Functions of Learning and the Acquisition of Motor Skills (With Reference to Sport)
Karl M. Newell1, Yeou-Teh Liu*, 2
Identifiers and Pagination:Year: 2012
Issue: Suppl-1, M3
First Page: 17
Last Page: 25
Publisher Id: TOSSJ-5-17
Article History:Received Date: 10/10/2011
Revision Received Date: 25/05/2012
Acceptance Date: 30/05/2012
Electronic publication date: 13/09/2012
Collection year: 2012
open-access license: This is an open access article distributed under the terms of the Creative Commons Attribution 4.0 International Public License (CC-BY 4.0), a copy of which is available at: https://creativecommons.org/licenses/by/4.0/legalcode. This license permits unrestricted use, distribution, and reproduction in any medium, provided the original author and source are credited.

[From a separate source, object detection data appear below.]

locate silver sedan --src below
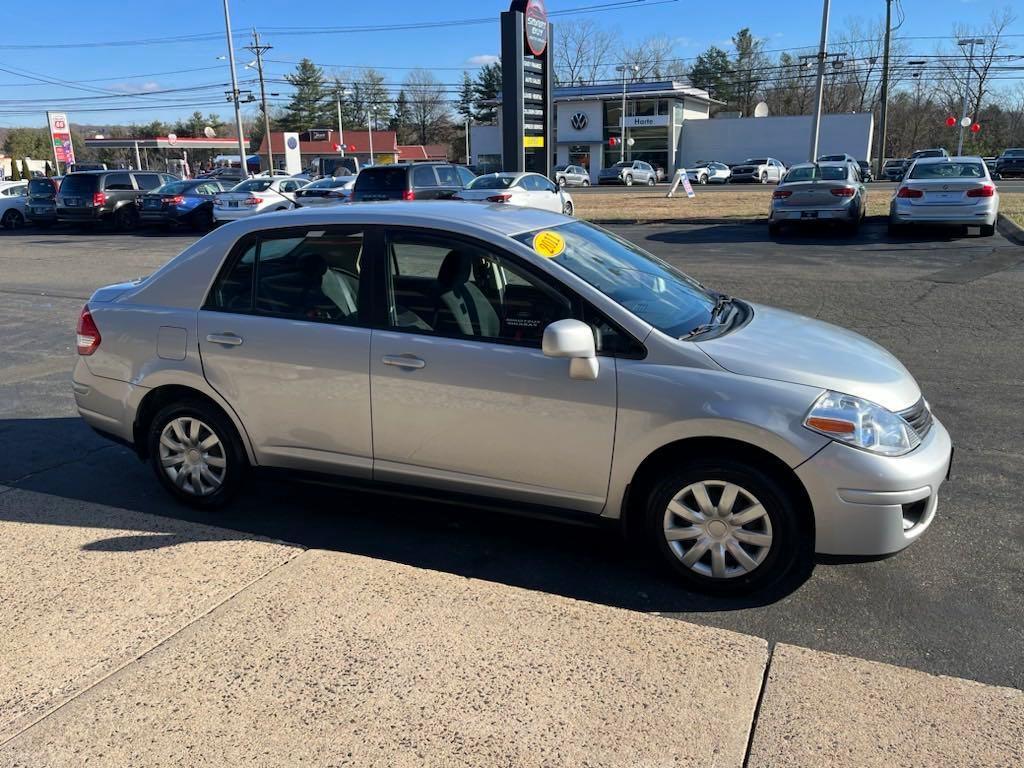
[889,157,999,238]
[768,162,867,234]
[73,199,951,593]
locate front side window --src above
[205,227,364,325]
[515,221,715,338]
[388,232,573,348]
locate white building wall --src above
[677,113,873,167]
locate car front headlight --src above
[804,391,921,456]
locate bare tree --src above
[555,18,620,85]
[402,70,450,144]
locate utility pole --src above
[240,30,273,175]
[220,0,249,178]
[956,37,985,157]
[808,0,831,163]
[874,0,893,181]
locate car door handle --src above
[206,334,242,347]
[381,354,427,370]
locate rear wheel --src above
[0,208,25,229]
[644,457,812,594]
[147,400,247,509]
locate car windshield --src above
[910,163,985,178]
[515,221,715,338]
[231,178,273,191]
[466,175,515,189]
[151,181,196,195]
[782,165,846,184]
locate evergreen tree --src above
[276,58,328,131]
[473,61,502,124]
[456,72,475,121]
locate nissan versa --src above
[74,202,951,593]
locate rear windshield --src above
[910,163,985,178]
[60,173,99,196]
[782,165,846,184]
[466,176,515,189]
[29,178,56,195]
[355,168,408,189]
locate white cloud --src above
[110,80,160,93]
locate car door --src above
[370,227,615,513]
[198,225,380,478]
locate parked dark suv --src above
[352,163,476,203]
[25,177,60,226]
[57,171,174,230]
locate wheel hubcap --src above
[160,416,227,496]
[665,480,772,579]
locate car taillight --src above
[76,304,102,354]
[967,184,995,198]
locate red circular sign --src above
[523,0,548,56]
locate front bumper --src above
[796,419,952,557]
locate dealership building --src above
[470,80,873,183]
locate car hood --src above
[697,304,921,412]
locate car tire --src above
[146,399,243,509]
[0,208,25,229]
[114,206,138,232]
[643,456,813,595]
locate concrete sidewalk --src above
[0,488,1024,768]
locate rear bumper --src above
[797,419,952,557]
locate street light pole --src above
[808,0,831,163]
[247,30,273,176]
[224,0,248,178]
[956,37,985,157]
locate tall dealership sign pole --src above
[502,0,555,176]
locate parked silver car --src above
[555,165,590,186]
[729,158,785,184]
[768,160,867,234]
[597,160,657,186]
[889,157,999,238]
[73,202,951,592]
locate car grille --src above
[899,397,932,439]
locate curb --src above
[995,213,1024,246]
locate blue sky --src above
[0,0,1024,126]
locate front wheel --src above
[147,400,248,509]
[645,457,813,595]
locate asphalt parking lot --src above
[0,221,1024,688]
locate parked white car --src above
[295,176,355,208]
[213,177,309,221]
[452,171,575,216]
[0,181,29,229]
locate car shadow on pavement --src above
[0,418,810,612]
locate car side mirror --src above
[541,319,599,381]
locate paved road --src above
[569,178,1024,196]
[0,222,1024,687]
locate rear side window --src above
[413,165,437,188]
[103,173,135,191]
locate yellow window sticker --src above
[534,229,565,259]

In this paper we present theoretical and operational perspectives on the functions of motor learning with refer-ence to sport skills. The data available on this issue are largely from non-sport motor skills but inferences are drawn to the link between processes of learning and their impact on the function for performance outcome over practice time. It is shown that the traditional assumption of the power law as the function of learning is not as well supported as assumed. Furthermore, there are strong tendencies for task properties to influence the functions of learning. This is most strongly revealed in contrasts of tasks that essentially require the task-relevant scaling of an already-learned coordination mode to those that require transitions and the learning of a coordination mode heretofore not produced (as is often the case with learning a sport skill). In our dynamical systems framework to motor learning the multiple time scales of change in task outcomes over time originate from the system’s trajectory on an evolving attractor landscape. Different bifurcations be-tween attractor organizations and transient phenomena can lead to a small set of functions including the exponential, power law, or S-shaped learning curves, though we interpret the power law as an idealized function of learning.